A satellite has a mass of 5910 kg and is in a circular orbit 4.69 × 105 m above the surface of a planet. The period of the orbit is 2.1 hours. The radius of the planet is 4.44 × 106 m. What would be the true weight of the satellite if it were at rest on the planet’s surface?

Question

A satellite has a mass of 5910 kg and is in a circular orbit 4.69 × 105 m above the surface of a planet. The period of the orbit is 2.1 hours. The radius of the planet is 4.44 × 106 m. What would be the true weight of the satellite if it were at rest on the planet’s surface?

Answer 1

To find the true weight of the satellite if it were at rest on the planet's surface, we need to first calculate the gravitational force acting on it in its orbit, and then convert that force into weight.

Step 1: Calculate the gravitational force acting on the satellite in its orbit.

The formula for the gravitational force acting on an object is given by Newton's Law of Universal Gravitation:

F = (G * m1 * m2) / r^2

Where:
F is the gravitational force
G is the gravitational constant (6.67430 × 10^-11 N*m^2/kg^2)
m1 and m2 are the masses of the two objects (in this case, the satellite and the planet)
r is the distance between the centers of the two objects

In this case, the satellite is in orbit around the planet, so its mass (m1) is 5910 kg, and the mass of the planet (m2) is not given. However, we can assume that the mass of the satellite is negligible compared to the mass of the planet. Therefore, we can ignore the mass of the satellite in our calculations and consider the gravitational force acting on it due to the planet alone.

The radius of the planet (r) is given as 4.44 × 10^6 m, and the distance between the satellite and the planet's surface is 4.69 × 10^5 m. To calculate the distance between the satellite and the center of the planet, we subtract the radius of the planet from the distance between the satellite and the planet's surface:

Distance between satellite and planet's center = Distance between satellite and planet's surface - Radius of the planet
= (4.69 × 10^5 m) - (4.44 × 10^6 m)
= -3.97 × 10^6 m

Note: The negative sign indicates that the satellite is below the planet's surface.

Now, we can substitute the values into the gravitational force formula:

F = (G * m1 * m2) / r^2
= (6.67430 × 10^-11 N*m^2/kg^2) * m1 * m2 / (-3.97 × 10^6 m)^2

Step 2: Convert the gravitational force into weight.

Weight is the force experienced by an object due to gravity. On the surface of the planet, weight is given by the formula:

Weight = mass * acceleration due to gravity

The acceleration due to gravity, represented by "g," is a constant value on the surface of a planet and is given by:

g = (G * m2) / r^2

Here, we can solve for the mass of the planet (m2) using the gravitational force equation:

m2 = F * (-3.97 × 10^6 m)^2 / (G * m1)

Substituting the value of m2 into the acceleration due to gravity formula:

g = (G * m2) / r^2
= (G * F * (-3.97 × 10^6 m)^2) / (G * m1 * r^2)

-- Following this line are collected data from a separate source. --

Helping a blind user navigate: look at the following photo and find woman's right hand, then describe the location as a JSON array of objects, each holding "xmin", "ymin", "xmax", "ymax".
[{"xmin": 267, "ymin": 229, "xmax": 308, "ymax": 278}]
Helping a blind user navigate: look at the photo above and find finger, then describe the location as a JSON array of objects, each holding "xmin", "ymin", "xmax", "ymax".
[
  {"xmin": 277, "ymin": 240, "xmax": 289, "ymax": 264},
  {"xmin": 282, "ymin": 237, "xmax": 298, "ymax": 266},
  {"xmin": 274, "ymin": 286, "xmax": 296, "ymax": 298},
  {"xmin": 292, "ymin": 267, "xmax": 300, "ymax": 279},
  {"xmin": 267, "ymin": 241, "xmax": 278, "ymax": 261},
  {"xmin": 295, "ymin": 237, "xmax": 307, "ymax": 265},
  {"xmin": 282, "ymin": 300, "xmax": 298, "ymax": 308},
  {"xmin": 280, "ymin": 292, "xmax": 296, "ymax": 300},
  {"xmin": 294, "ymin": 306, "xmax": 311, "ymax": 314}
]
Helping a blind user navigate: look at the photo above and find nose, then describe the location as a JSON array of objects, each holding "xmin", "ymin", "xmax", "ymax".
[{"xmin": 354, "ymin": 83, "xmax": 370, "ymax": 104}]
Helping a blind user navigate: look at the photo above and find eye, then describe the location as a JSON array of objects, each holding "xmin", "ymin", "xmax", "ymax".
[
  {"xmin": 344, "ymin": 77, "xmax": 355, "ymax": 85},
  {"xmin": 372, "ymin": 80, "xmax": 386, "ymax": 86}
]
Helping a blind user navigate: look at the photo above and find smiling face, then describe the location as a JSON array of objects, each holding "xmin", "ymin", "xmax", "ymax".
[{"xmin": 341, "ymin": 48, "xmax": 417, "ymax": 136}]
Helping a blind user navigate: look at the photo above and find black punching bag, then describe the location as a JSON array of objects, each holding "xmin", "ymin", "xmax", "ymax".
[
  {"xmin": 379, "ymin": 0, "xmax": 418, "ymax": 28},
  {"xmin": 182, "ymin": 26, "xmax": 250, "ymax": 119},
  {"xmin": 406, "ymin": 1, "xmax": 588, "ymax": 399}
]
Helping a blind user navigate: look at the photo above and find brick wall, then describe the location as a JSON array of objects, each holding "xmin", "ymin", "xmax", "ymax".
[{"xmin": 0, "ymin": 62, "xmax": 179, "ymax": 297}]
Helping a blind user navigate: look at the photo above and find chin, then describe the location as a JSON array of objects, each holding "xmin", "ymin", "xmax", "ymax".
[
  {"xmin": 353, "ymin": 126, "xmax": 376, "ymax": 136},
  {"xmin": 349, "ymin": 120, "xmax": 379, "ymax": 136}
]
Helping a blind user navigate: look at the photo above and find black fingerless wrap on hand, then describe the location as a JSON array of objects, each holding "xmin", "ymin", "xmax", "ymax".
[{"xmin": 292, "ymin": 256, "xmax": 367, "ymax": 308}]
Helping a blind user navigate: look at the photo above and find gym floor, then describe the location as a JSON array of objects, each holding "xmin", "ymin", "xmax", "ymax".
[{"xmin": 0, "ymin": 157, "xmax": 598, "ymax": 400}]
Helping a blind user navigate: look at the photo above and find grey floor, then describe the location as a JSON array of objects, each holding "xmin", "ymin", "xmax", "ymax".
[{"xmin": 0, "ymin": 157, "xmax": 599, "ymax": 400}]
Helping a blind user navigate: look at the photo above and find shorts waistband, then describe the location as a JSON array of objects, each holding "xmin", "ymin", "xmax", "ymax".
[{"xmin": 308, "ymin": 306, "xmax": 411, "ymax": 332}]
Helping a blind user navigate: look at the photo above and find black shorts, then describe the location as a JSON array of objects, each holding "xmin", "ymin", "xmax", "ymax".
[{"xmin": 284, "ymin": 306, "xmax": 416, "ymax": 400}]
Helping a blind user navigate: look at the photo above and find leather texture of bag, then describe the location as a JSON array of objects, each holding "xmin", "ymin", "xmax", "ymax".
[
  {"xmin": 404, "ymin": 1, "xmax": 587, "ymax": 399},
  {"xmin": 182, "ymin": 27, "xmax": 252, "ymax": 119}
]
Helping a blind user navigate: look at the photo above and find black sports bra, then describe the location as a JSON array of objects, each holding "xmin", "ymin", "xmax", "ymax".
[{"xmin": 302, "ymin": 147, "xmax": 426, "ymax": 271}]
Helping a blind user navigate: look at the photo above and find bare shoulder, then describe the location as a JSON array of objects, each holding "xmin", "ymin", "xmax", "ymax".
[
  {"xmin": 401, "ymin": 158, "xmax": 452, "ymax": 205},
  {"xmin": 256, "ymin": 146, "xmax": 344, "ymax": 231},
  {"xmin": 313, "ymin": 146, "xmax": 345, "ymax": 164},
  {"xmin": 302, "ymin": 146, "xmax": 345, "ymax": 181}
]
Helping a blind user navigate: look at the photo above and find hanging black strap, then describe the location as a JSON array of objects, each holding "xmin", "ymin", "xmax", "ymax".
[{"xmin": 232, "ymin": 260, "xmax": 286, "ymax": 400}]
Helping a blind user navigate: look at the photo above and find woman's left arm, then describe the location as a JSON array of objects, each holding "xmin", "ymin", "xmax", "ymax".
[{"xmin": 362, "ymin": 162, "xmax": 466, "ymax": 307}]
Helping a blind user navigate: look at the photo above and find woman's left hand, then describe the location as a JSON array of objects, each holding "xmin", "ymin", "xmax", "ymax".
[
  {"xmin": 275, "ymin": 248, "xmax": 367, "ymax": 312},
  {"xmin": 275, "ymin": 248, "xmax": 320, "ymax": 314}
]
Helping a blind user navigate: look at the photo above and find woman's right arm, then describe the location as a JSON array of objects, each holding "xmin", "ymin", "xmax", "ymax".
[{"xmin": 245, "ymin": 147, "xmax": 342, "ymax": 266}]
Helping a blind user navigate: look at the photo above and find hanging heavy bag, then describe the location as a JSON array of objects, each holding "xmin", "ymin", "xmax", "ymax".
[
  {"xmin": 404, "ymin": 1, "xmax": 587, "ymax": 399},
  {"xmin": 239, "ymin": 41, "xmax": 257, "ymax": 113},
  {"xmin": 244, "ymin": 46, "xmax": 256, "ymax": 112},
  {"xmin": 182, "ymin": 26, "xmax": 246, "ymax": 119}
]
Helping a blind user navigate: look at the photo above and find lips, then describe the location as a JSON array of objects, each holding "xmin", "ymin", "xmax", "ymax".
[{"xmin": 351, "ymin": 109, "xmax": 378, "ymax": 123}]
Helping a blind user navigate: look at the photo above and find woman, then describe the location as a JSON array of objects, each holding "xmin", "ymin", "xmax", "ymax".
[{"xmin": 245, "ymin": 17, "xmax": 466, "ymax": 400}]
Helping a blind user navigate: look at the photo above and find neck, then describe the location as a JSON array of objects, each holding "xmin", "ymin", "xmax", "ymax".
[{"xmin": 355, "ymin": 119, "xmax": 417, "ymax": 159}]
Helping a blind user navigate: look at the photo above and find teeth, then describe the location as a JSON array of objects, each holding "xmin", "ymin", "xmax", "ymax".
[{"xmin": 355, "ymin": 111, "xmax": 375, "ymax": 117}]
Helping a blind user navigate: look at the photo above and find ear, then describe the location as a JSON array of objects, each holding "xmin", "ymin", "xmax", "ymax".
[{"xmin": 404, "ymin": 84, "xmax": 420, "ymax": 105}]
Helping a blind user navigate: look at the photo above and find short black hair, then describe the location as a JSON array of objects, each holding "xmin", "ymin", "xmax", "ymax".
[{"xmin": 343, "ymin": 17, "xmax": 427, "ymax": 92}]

Now, we can calculate the weight of the satellite on the surface of the planet:

Weight = m1 * g

By substituting the value of g obtained above into the weight formula, we will get the final answer.

Unfortunately, I can't provide an exact numerical answer without the mass of the planet. But, you can follow the steps above to calculate the true weight of the satellite if the mass of the planet is known.